Australia's oldest existing colonial gaol at Richmond Tasmania Australia
Updated: Nov 22
Tasmania Australia has a rich convict history due to the demands of agriculture development. However, not all convicts were hard-working, well-behaved persons. England was sending a steady supply of convict labour between 1788 and 1853 to this new colony. Its own gaols were overflowing with people for crimes as simple as stealing a handkerchief all the way up to murder.
Today visitors can enter the Richmond Gaol, undertake a self-guided tour, and leave an hour or so later, unlike the occupants in the 1800s. I shuddered to think of the people who had been crammed inside these walls, cold and lonely, often afraid and uncomforted. Petty thieves mixed in with hardened criminals.
A local gaol was required for offence committers in the new colony of Van Diemen's Land, so the Richmond Gaol started to be built, using convict labour, in 1825.
Originally it was just one building, but as the years passed there was need for more accommodations. In 1833 more structures were built. The gaoler had to be housed along with his family, as did the guards. In 1835 buildings were constructed on the sides and included solitary cells. The complex was surrounded by a large sandstone wall.
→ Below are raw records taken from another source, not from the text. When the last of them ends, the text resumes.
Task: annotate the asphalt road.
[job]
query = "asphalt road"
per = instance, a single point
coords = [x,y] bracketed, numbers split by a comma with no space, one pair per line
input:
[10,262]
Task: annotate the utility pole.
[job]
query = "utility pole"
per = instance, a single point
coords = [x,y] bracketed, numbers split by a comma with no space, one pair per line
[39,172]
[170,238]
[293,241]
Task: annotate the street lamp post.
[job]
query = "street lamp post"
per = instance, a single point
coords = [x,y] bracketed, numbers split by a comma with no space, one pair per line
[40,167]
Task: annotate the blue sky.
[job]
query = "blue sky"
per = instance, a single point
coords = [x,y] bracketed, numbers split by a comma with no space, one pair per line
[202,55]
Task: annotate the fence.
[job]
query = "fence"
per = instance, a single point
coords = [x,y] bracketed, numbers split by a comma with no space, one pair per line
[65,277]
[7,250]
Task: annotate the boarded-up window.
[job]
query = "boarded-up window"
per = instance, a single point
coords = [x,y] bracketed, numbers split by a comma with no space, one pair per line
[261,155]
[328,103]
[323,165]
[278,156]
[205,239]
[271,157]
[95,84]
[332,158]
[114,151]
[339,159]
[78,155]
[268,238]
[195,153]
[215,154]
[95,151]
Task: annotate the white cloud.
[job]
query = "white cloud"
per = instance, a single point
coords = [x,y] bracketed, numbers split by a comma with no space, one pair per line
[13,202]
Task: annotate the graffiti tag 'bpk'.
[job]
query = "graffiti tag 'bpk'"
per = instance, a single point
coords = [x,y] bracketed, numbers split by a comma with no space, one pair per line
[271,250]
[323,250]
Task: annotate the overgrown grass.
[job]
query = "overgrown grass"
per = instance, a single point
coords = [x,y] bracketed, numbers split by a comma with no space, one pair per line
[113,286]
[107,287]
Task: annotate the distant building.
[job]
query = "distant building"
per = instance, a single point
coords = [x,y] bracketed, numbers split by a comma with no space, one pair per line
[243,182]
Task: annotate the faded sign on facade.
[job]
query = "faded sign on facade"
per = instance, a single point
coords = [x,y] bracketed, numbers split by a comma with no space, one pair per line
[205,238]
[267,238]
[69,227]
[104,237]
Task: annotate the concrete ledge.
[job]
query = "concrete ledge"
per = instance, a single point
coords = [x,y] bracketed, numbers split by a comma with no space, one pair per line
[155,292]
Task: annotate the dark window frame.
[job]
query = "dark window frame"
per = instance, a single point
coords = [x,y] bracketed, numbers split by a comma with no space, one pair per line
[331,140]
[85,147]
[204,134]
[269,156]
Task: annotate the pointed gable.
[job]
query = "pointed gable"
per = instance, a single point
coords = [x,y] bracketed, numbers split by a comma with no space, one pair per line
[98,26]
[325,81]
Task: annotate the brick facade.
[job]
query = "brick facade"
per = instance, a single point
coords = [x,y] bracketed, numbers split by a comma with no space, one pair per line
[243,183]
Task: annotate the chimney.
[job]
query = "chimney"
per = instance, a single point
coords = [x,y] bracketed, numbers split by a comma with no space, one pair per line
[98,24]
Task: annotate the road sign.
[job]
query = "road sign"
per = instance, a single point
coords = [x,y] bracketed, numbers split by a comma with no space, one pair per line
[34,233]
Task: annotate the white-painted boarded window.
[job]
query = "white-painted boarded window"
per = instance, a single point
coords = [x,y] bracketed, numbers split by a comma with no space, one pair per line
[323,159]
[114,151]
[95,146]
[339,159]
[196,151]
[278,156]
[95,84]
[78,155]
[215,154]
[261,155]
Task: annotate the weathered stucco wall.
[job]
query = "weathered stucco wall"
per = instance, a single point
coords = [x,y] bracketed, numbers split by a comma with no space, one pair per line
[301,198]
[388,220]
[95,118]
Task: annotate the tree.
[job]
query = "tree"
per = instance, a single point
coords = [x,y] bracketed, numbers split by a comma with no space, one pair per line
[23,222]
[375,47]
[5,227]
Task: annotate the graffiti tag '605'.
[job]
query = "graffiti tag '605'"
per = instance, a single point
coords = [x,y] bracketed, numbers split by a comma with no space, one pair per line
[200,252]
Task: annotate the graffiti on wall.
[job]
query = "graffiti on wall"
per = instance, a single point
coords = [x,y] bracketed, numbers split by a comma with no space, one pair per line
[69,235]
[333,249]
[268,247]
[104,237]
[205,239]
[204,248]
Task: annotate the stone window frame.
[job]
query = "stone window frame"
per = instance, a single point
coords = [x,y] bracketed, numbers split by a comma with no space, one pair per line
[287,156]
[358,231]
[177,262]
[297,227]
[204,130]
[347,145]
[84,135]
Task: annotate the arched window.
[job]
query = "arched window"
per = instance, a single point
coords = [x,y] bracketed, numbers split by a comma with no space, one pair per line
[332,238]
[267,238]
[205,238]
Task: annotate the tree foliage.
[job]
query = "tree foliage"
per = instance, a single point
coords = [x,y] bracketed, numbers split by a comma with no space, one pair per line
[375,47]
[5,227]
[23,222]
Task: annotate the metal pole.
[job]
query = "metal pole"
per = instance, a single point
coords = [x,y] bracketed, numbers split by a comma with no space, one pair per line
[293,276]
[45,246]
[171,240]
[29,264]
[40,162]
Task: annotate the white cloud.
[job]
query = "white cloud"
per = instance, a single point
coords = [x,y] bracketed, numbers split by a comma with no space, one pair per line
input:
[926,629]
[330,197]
As I walked through the various buildings here, I tried to imagine what the sounds, smells and sights would have been like when it was operational. Not at all pretty I feel. In the cookhouse, the wood-fired ovens would have been working hard to cook bread and food for the prisoners.
Information here states that each prisoner received 1/2-pound meat, 1/2-pound vegetables, 1 pound bread, 2 oz flour, 1/2 oz soap and 1/2 oz salt per day. My mind could not truly comprehend how awful this would have been.
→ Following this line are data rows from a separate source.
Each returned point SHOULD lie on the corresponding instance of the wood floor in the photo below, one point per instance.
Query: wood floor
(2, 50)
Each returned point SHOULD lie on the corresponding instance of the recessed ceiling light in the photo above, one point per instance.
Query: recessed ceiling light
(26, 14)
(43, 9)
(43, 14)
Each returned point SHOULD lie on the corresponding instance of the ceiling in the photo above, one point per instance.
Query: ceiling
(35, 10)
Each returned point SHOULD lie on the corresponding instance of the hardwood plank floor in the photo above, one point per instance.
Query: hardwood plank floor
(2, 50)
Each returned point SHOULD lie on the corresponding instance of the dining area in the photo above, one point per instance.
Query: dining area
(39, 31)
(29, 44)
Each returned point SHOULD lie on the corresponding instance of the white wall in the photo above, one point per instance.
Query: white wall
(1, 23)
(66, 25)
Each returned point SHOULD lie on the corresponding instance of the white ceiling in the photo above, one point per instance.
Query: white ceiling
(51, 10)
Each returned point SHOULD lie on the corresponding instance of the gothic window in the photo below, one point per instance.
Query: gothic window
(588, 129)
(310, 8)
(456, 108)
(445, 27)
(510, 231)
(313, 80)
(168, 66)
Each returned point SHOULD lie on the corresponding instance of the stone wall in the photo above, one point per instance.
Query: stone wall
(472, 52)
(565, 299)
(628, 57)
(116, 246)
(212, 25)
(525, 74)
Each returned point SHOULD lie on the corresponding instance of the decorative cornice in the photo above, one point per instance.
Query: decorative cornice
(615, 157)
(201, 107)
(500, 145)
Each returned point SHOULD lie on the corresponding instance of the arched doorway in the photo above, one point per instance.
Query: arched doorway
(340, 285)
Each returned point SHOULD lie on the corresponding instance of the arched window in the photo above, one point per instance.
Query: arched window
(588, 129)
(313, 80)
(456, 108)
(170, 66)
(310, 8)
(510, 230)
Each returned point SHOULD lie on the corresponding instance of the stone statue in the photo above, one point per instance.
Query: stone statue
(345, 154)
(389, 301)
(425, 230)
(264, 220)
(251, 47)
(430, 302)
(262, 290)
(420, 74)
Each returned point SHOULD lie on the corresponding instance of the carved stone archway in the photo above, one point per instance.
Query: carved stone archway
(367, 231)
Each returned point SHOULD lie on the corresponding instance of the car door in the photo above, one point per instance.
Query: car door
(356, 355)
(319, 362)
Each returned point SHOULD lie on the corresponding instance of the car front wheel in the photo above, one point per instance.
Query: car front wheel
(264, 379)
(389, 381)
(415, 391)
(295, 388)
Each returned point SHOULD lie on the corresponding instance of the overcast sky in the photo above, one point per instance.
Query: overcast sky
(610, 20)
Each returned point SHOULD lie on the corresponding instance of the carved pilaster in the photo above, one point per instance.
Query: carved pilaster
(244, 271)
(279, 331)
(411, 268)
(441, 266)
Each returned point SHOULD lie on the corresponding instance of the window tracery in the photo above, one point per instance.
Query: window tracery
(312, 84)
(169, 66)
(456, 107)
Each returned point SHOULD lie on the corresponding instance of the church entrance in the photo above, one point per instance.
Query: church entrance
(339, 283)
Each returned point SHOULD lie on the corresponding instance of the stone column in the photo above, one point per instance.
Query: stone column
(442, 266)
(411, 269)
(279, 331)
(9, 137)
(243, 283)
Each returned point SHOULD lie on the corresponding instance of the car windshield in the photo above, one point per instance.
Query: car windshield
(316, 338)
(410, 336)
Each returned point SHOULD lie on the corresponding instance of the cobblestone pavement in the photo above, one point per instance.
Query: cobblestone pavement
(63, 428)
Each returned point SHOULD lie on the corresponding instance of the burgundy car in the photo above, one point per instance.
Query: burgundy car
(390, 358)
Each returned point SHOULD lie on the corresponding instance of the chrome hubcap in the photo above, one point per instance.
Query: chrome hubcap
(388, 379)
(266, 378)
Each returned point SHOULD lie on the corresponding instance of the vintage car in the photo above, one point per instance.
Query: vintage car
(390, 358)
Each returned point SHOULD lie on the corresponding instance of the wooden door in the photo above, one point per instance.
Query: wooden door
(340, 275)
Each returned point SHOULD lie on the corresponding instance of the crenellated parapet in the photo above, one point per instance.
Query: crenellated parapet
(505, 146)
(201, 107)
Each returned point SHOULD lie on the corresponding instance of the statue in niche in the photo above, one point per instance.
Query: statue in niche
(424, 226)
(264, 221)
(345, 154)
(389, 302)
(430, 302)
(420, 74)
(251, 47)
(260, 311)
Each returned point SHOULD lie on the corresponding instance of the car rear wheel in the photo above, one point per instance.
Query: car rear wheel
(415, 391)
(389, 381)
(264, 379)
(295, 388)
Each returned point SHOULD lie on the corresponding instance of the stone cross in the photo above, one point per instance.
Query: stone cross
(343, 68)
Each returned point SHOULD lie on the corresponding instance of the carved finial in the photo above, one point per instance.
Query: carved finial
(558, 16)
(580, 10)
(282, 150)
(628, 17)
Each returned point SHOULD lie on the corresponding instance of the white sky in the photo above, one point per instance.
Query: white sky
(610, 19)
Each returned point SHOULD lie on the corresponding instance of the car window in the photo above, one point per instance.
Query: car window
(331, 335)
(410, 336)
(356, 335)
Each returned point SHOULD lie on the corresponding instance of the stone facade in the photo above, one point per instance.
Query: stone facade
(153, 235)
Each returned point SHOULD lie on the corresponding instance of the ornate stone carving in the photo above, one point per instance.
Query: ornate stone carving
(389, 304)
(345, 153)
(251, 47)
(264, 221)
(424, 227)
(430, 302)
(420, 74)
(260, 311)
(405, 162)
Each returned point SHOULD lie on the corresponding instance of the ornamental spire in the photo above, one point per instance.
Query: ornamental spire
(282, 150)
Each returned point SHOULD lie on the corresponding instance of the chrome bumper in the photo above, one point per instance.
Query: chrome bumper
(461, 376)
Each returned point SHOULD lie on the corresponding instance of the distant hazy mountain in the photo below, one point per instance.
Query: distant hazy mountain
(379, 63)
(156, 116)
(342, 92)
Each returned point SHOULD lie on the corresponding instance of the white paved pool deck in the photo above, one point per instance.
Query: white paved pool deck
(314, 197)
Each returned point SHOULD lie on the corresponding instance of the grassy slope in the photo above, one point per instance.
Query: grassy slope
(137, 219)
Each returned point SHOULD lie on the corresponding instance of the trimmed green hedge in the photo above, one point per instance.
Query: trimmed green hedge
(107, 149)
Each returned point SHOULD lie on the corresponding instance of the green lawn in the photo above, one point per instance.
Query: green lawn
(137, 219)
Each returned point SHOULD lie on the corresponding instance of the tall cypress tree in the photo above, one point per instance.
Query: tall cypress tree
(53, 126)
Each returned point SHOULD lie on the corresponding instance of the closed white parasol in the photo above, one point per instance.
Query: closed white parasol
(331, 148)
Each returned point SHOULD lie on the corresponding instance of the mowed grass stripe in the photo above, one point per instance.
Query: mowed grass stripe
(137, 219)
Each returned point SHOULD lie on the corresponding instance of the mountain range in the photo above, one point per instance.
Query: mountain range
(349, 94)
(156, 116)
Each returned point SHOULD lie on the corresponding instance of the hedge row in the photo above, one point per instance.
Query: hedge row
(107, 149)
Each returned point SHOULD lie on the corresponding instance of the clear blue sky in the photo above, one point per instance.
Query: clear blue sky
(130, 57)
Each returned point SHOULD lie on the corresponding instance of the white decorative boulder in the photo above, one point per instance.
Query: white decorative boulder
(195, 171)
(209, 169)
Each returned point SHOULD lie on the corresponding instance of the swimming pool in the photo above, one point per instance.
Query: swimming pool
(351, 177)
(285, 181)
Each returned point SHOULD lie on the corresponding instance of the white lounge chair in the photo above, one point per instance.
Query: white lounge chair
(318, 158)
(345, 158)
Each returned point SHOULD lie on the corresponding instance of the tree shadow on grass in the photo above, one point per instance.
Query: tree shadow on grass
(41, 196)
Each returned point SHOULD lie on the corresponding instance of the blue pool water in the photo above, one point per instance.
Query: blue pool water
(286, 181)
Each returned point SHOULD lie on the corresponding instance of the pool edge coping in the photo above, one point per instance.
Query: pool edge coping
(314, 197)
In the solitary cells, which only measure 2m x 1m, visitors can close the door once inside. In the darkness, imagine being locked in here with only bread and water for nourishment. A bucket for a toilet and a blanket to try to keep warm were the only comforts offered. Prisoners had to remain silent the entire time they were in solitary. I could only stay in there less than a minute and pitied the poor souls who spent days this way.
The first Gaoler, W J Speed, should have been on the other side of the bars by the sound of things. He had twelve children and supposedly abandoned his wife after trying to have her committed to a lunatic asylum. He was removed from his office, at the ripe old age then of 70, after charged with keeping rations to himself!
Women convicts were usually occupied at the "female factories" around Tasmania. There they would be put to work producing cloth, crops, or hired out for labour. Often men would come to these female factories looking for a wife. At the Richmond Gaol, women were occasionally held for short times, and the solitary cells here are where they would have been housed, separated from the men. One can only imagine what the "insolence" was that poor Emma suffered 21 days solitary confinement for.
The posters give heartbreaking information about the severity of the punishment for the "crimes" these women were supposed to have committed. I had read that often women would commit a small infringement so that they would be locked up, to escape cruel punishment or unwanted attentions from their overseers. I guess we will never know.
Convict transportation ceased in 1853. Without a need for the gaol, it became a watch-house until 1928. Registered as an historical site from 1971, it is now privately leased.
It is always a good day when you can walk away from a prison! There is a fascination in visiting old gaols, to judge the atrocities of the past by our modern enlightened knowledge. A quote by Spanish-American philosopher George Santayana states "Those who do not remember the past are condemned to repeat it." These words are inscribed on a plaque at the Auschwitz concentration camp in Poland.
Let us hope that the conditions these poor persons endured may never be experienced again.